Tupac Shakur was born controversial, the child of an Black Panther activist who was released from jail only a month before his birth. 

25 years later, Tupac Shakur died controversial, falling victim to a shooting that remains unexplained to this day. 

Those who loved him canonized him as a "ghetto saint" while others criticized him for appearing to embrace violence. It's true that Tupac forged an unusual identity, using his fame to praise pimps, thugs, and Shakespeare alike. 

"[Shakespeare] wrote some of the rawest stories, man," Pac said after his release from prison in 1995. "I mean look at Romeo and Juliet. That's some serious ghetto s--t." (Source)

Despite, or maybe partly because of, his brilliance, Tupac's identity was also a lightning rod, gaining him critics ranging from members of Congress to fans of rival rappers.

Tupac's childhood story is also the story of what some have called the "post-revolutionary generation," Black youth born in the 1970s and '80s who inherited their parents' radical activist commitments, but grew up in surroundings that were disillusioning at best and traumatic at worst.

The urban plagues of the 1980s had decimated urban communities. Pac's mother was born into poverty, became dependent on welfare, and eventually developed an addiction to crack cocaine. When race riots flared in LA in the early 1990s, young African Americans wondered what had happened to their parents' proud Civil Rights past. Tupac's powerful voice showed up to answer them, but the answers didn't come easy.

On the Charts

"Dear Mama" peaked at #9 on the Billboard Hot 100 and #3 on the R&B/Hip-Hop chart. It made it to #1 on the Hot Dance Music and Rap charts.

Me Against the World debuted at #1 on the Billboard 200, making Tupac the first artist to have an album debut at the top of the charts while in prison. It also topped the R&B/Hip-Hop Albums chart.

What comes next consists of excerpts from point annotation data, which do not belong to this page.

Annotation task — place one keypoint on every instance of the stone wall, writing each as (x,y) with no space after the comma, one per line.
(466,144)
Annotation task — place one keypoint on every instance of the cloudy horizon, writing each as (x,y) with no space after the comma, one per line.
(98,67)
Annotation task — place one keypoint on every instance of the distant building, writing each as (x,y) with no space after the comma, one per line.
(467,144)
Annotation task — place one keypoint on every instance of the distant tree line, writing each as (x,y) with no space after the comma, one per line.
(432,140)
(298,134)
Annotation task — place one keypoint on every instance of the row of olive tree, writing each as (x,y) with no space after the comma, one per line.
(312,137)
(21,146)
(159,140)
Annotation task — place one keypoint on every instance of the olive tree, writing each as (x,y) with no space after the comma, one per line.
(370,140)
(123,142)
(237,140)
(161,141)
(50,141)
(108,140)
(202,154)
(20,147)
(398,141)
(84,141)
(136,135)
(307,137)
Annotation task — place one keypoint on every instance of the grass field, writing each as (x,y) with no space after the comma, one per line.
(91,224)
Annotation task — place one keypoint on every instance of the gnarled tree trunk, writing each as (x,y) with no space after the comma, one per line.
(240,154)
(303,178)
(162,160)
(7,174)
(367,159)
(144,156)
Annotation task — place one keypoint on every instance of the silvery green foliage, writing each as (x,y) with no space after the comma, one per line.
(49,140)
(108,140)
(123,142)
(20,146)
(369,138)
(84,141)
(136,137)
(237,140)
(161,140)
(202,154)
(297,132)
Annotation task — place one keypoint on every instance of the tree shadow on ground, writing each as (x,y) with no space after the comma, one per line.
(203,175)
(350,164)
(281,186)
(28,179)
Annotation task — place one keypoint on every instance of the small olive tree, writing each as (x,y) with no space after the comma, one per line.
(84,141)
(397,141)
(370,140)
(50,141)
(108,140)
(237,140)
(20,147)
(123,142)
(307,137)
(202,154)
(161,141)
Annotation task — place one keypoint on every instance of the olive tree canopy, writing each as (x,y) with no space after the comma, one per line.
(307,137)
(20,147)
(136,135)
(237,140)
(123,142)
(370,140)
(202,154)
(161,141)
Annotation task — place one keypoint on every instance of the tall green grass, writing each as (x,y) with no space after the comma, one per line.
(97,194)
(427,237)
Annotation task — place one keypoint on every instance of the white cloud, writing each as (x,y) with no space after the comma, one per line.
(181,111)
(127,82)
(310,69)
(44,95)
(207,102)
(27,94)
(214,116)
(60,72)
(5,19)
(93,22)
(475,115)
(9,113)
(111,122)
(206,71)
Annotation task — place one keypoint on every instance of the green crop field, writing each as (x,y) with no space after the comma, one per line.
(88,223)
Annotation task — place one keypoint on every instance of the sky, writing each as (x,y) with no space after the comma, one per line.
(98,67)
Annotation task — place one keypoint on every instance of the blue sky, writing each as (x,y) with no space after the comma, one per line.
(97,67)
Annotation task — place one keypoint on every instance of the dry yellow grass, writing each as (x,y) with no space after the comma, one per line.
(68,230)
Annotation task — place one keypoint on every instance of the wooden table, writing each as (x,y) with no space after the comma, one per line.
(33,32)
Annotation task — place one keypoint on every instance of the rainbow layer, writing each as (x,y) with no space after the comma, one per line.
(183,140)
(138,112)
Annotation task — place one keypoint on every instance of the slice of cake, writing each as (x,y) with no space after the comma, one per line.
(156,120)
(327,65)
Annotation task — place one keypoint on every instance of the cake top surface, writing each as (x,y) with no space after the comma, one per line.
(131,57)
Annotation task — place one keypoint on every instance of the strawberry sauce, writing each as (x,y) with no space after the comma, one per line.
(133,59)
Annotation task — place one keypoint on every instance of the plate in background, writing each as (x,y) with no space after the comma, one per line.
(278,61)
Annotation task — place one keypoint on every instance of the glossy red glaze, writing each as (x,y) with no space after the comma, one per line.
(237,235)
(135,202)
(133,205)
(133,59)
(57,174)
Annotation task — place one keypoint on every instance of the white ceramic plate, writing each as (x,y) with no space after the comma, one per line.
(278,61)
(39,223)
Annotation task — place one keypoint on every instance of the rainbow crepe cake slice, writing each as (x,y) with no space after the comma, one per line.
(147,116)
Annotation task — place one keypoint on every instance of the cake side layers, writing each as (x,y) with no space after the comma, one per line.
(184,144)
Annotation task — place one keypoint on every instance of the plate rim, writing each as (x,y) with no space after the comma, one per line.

In 2010, "Dear Mama" was one of 25 songs to be added to the National Recording Registry of the Library of Congress. To receive this rare honor, songs in the registry must be at least ten years old and deemed "culturally significant."

Tupac is ranked at #86 on Rolling Stone's list of the 100 Greatest Artists of All Time.

In 2006, MTV ranked Tupac at #2 on their list of the Top 10 MCs of All Time. Jay-Z came in first.